Become a fan of Slashdot on Facebook

Inside the Intel Compiler 52

Posted by michael on Thursday February 13, 2003 @12:14PM from the better-but-more-expensive dept.

deadfx writes "Linux Journal is carrying an article authored by members of the Intel Compiler Lab examining specific optimizations employed by the compiler that allowed it to beat the gcc compiler on several benchmarks."

This discussion has been archived. No new comments can be posted.

Inside the Intel Compiler

Load All Comments

Search 52 Comments Log In/Create an Account

Comments Filter:

- Re:Patented? (Score:1)
  
  by LogicFlow ( 643300 ) writes:
  
  I wouldn't be surprised. If they are allowed into GCC, it'll be a day to rejoyce though.
  Crossing my fingers and 'rtfa'ing now.
  - Re:Patented? (Score:1)
    
    by LogicFlow ( 643300 ) writes:
    
    Wow. I doubt the techniques themselfs are patented (again wouldn't be surprised) but the artical seems mostly about what it does, not how. Even if it's useless to GCC, I learned a couple new things. Good artical.
    - Re:Patented? (Score:1)
      
      by larry bagina ( 561269 ) writes:
      
      Even if it's useless to GCC, I learned a couple new things. Good artical.
      You should skip class less often!
- Re:Patented? (Score:5, Insightful)
  
  by 4of12 ( 97621 ) writes: on Thursday February 13, 2003 @12:46PM (#5295051) Homepage Journal
  
  From what very little I understand, gcc has years of infrastructure focused on multiple machine instruction sets.
  
  I'm pleasantly surprised gcc can do as well as it does considering that it can be built and run on some very unusual and dated pieces of hardware (although, from the recent release notes, it looks like some of the most obscure ones are slipping into oblivion.)
  
  Parent Share
  twitter facebook
  - Re:Patented? (Score:1)
    
    by brianjcain ( 622084 ) writes:
    
    From what very little I understand, gcc has years of infrastructure focused on multiple machine instruction sets.
    Absolutely. This is one of gcc's most valuable points, no doubt. Perhaps optimizations like these can be added into a -O flag, or something, though.
    - Re:Patented? (Score:1)
      
      by mattrix2k ( 632351 ) writes:
      
      It already does. :)
  - Re:Patented? (Score:5, Interesting)
    
    by devphil ( 51341 ) writes: on Thursday February 13, 2003 @02:07PM (#5295802) Homepage
    
    Many of the optimizations discussed in the article are being implemented in GCC. Actually, some (e.g., SSA) have been in a parallel development branch for quite a while now, where they can make major funky changes and not have to play by the "no breakage" rules that govern the release branches.
    
    Just last week there was a discussion about OpenMP and how it might be implemented in GCC.
    
    A huge optimization that the article mentioned in the intro (but didn't go into in depth, I think) is intraprocedural optimization.
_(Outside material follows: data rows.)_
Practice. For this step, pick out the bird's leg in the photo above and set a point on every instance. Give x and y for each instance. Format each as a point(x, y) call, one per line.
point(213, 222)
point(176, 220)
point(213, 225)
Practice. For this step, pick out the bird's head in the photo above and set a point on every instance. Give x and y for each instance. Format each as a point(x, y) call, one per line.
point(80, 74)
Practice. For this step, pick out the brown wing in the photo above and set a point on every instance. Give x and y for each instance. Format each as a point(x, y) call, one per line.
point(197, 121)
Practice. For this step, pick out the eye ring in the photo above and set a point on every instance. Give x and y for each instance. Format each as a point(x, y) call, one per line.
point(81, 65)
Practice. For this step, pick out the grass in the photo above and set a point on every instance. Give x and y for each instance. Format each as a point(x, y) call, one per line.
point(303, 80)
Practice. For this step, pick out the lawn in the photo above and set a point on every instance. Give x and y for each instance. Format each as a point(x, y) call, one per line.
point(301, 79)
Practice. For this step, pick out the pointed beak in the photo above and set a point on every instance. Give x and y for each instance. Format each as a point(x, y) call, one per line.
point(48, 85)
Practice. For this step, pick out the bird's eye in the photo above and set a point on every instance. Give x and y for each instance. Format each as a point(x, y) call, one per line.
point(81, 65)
That can be hard in languages that don't compile the entire program at once; you really need help from the linker.
    
    it can be built and run on some very unusual and dated pieces of hardware (although, from the recent release notes, it looks like some of the most obscure ones are slipping into oblivion.)
    
    Absolutely. If nobody's using those platforms, and we want to make a change that might effect them in a negative way -- but we can't tell, because we don't have that machine available to test on -- we have two options: make the change and hope it doesn't break, or deliberately mark the platform as "no one cares, so neither do we".
    
    Parent Share
    twitter facebook
- Re:Patented? (Score:2)
  
  by EvlG ( 24576 ) writes:
  
  Wonderful idea.
  
  "Can someone please steal this and put it in GCC for free???"
  
  Way 2 go.
- GCC limits optimizations due to politics? (Score:2)
  
  by AHumbleOpinion ( 546848 ) writes:
  
  Actually GCC may avoid some optimization for political reasons. I apologize for the lack of details, I only skimmed the discussion, it was a while ago, but it was on /. so it must be competely accurate. ;-)
  
  My fuzzy recollection is that there is a class of optimizations that GCC does not utilize because a required intermediary form of code could be used to circumvent the GPL. Anyone have a better recollection or actual knowledge of the issue?
  - Re:GCC limits optimizations due to politics? (Score:3, Interesting)
    
    by truth_revealed ( 593493 ) writes:
    
    It's a shame that RMS fails to see the advantage of opening up GCC's data structures. Sure there would be some cheaters who'd use it for personal gain (writing proprietary front-ends for the GCC backend) - but there would be ten times as many people creating useful free languages and other free tools with it. It would also greatly aid in the learning of GCC itself (no simple task). It's a calculated risk, but in my opinion, one with more upside than downside potential. But who are we to say what RMS should do with his work? The FSF is the copyright holder, afterall.
    - Re:GCC limits optimizations due to politics? (Score:2)
      
      by Ed Avis ( 5917 ) writes:
      
      No, I think the reason why certain optimizations are not available in gcc is due to software patents in some countries.
      - Re:GCC limits optimizations due to politics? (Score:2)
        
        by AHumbleOpinion ( 546848 ) writes:
        
        Apologies if I was not clear originally, but my recollection is that both patents and politics are responsible. That politics prevents unencumbered techniques.
So... (Score:4, Informative)

by zulux ( 112259 ) writes: on Thursday February 13, 2003 @01:14PM (#5295290) Homepage Journal

I hope the fine folks of GCC don't trade one inch of platform independance for a mile of "performance" on an Intel chip.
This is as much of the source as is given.